To debug data collection, you need to know the data collection process and how it is reflected in the job logs.

As an administrator, sometimes you have to debug a data collection job. Each job generates a log, but to understand the entries in this log, you need to know which step in the data collection process produced the entries.

The data collection job involves executing an SQL query for each indicator source that uses the data collector. The query is repeated for every collection time from the start date to the stop date, and then queries are run for the next indicator source. Each step of executing the query is documented in the data collection job log. The following example is excerpted from the [PA Incident] Historic Data Collector job.
Table 1.
Step number Step of SQL query execution Example of resulting log entry
1 Retrieve indicator source. Processing indicator source Incidents.Open
2 Start date of collection job. Collecting for 20171028
3 Fetch fields. Fetching "short_description,sys_id,op ened_at,assignment_group, description,priority,category" from "incident"
4 Generate SQL based on the conditions that are specified in the indicator source.
Note: If the indicator source specifies Today in one of the conditions, Today is considered relative to the period for which the data collection job is executed. For example, the Incidents.New indicator source includes the condition [Opened][on][Today]. With days defined to start at 07:00:00, when data is collected for 2017-10-28, the job produces the SQL script on the right.
SELECT task0.`sys_id` FROM task task0 WHERE task0.`sys_class_name` = 'incident' AND (task0.`opened_at` >= '2017-10-28 07:00:00' AND task0.`opened_at` <= '2017-10-29 06:59:59')
5 Validate indicator conditions (Not logged)
6 Execute SQL query, which fetches rows from the facts table. Fetched 150 rows from incident
7 The map/reduce function runs. Applying map/reduce function for indicator source Incidents.Open
Applied map/reduce function
8 If text indexing is active and has been configured for the indicator source, the data collector stores the resulting text index. Storing Text Index for indicator source Incidents.Open
Bytes used by text index: 41,984 for: Incidents.Open
9 Loop through the records of the indicator source and execute or evaluate any scripts.
For each indicator that is a member of the collection job and uses the same indicator source:
10 Validate indicator conditions (Not logged)
11 Calculate the indicator score (Not logged)
12 For each breakdown:
  1. Calculate the breakdown score or execute the breakdown script.
  2. Retrieve all breakdown unique values.
  3. Create or update the array for scores or snapshots. The array is Indicator, Breakdown 1, Element 1, Breakdown 2, Element 2, Domain, Value, Array of [sys_id]
Not logged, but retrieving breakdown unique values can cause delays, especially if the query does not use indexes or retrieves many records.

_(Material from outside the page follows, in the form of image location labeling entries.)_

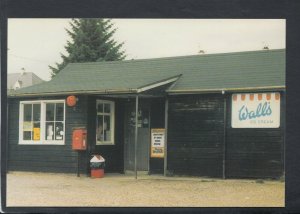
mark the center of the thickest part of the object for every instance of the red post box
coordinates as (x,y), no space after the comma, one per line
(79,139)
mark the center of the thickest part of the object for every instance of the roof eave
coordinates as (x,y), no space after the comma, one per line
(223,90)
(104,92)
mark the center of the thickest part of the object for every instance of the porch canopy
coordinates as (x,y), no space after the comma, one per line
(207,73)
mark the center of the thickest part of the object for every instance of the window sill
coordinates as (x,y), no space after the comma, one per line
(105,143)
(42,143)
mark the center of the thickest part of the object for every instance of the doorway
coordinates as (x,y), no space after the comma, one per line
(143,138)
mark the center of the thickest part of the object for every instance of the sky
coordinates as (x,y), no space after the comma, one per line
(34,44)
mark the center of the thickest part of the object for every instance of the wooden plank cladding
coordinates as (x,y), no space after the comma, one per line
(195,142)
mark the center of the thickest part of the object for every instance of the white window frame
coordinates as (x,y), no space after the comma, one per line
(43,140)
(112,121)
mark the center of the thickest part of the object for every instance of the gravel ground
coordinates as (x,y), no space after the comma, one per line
(115,190)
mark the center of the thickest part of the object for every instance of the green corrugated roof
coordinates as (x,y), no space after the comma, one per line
(251,69)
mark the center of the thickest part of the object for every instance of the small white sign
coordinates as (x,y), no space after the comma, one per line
(259,110)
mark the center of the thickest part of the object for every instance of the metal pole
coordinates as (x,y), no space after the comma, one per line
(136,134)
(78,175)
(166,135)
(224,140)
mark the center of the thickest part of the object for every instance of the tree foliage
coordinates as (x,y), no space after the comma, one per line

13 Delete previous scores for the indicators and breakdowns that use the indicator source. Deleting previous results for indicator source Incidents.Open
Deleted previous results 38
Deleted previous results 21
14 Store newly collected results for the indicator source. Storing collected results for indicator source Incidents.Open
Stored collected results
15 Specify which indicators the data collector does not collect scores for. Not collecting for Indicator: Summed age of open incidents with excluded Breakdown: Assignment Group
16 Finish collecting data for that indicator source for that period. Collecting for 20171028 finished
17 For each other period, if any, for the same indicator source, loop back to step 2.
18 For each other indicator source, if any, loop back to step 1.